Since the summers are so hot here in the South, I've been perfecting my bread baking technique in the wee hours of the morning. Okay, maybe not wee hours, but certainly early so I can use the oven at high temperatures and then turn if off before the house gets too warm. I'm also baking multiple loaves at once and storing them for later in the week, just as our ancestors did. I don't have one specific baking day, just when I have too much dough or not enough baked bread! The photo above shows two Pain d'Epi ("stalks of wheat", perfectly shaped to tear off a piece and get plenty of crust!) and one baguette, freshly baked this morning.
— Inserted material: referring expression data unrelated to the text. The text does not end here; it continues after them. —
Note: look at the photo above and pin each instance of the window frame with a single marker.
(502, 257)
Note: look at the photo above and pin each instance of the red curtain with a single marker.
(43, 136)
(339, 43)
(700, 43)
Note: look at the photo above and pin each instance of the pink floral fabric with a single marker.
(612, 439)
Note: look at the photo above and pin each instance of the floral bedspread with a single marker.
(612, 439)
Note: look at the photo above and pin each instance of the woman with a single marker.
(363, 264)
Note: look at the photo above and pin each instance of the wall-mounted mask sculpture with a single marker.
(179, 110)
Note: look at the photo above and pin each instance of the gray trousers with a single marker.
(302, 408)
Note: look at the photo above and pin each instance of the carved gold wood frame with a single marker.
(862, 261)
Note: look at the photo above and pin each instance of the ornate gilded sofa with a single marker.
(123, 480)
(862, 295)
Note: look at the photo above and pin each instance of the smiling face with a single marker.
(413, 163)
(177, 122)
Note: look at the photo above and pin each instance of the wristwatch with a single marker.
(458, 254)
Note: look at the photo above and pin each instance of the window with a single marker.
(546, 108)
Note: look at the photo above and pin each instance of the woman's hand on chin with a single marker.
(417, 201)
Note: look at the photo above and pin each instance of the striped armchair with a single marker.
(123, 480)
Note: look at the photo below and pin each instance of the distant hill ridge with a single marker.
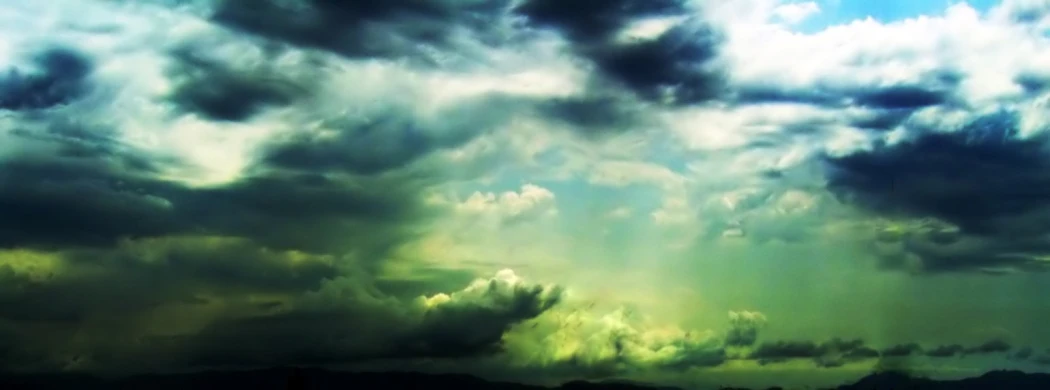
(311, 378)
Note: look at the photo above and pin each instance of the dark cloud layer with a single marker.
(830, 353)
(674, 67)
(58, 76)
(97, 239)
(348, 322)
(983, 180)
(218, 91)
(398, 28)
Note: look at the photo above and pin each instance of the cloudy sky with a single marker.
(690, 192)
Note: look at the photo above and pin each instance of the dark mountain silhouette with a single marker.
(303, 378)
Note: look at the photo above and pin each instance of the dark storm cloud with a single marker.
(1023, 353)
(148, 273)
(251, 257)
(830, 353)
(96, 200)
(362, 28)
(999, 205)
(351, 323)
(219, 91)
(81, 194)
(58, 76)
(595, 116)
(674, 67)
(391, 139)
(902, 350)
(945, 351)
(901, 97)
(994, 346)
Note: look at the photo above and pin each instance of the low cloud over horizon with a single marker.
(680, 191)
They are a blend of rye, whole wheat, and bread flours with a sprinkle of sea salt and savory on top.
Since my staple recipe is a lean rustic artisan loaf (i.e., a slack, wet dough with no fat) with a long slow rise, I mix the dough a day or so before, deflate and fold it after the initial rise, and store it in the refrigerator so it has a retarded fermentation period. This adds greatly to the flavor, as well as the convenience. On baking day, I get out as much dough as I need (about 10-12 oz per loaf), shape it, and let it rise. I preheat the oven to 425-450 degrees F in the convection mode, slash and mist the dough, and pop it in the oven with steam. When done, I cool the loaves completely for 1-2 hours (depending on the size, thickness, and shape of the bread), and then freeze them in ziplock bags (sucking the air out with a straw, which is always Jeff's favorite part to watch as it makes me look pretty silly).
The best trick is reheating. I put the still-frozen loaf in a brown paper bag (long, thin sacks from the wine store work great for baguettes), fold the end under, and run the bag under the water faucet for just a second or two on each side (this keeps the bag from burning in the oven and provides some extra moisture so the bread doesn't dry out as the crust crisps). Just heat in the oven at around 350 degrees F for about 15 minutes (this is all flexible, so if you're baking something else, just stick it in and adjust the time depending on the temperature). Out comes warm, crisp, chewy bread, as if it were freshly baked! This also works for any kind of store-bought French bread, boule, baguette, or other crusty bread.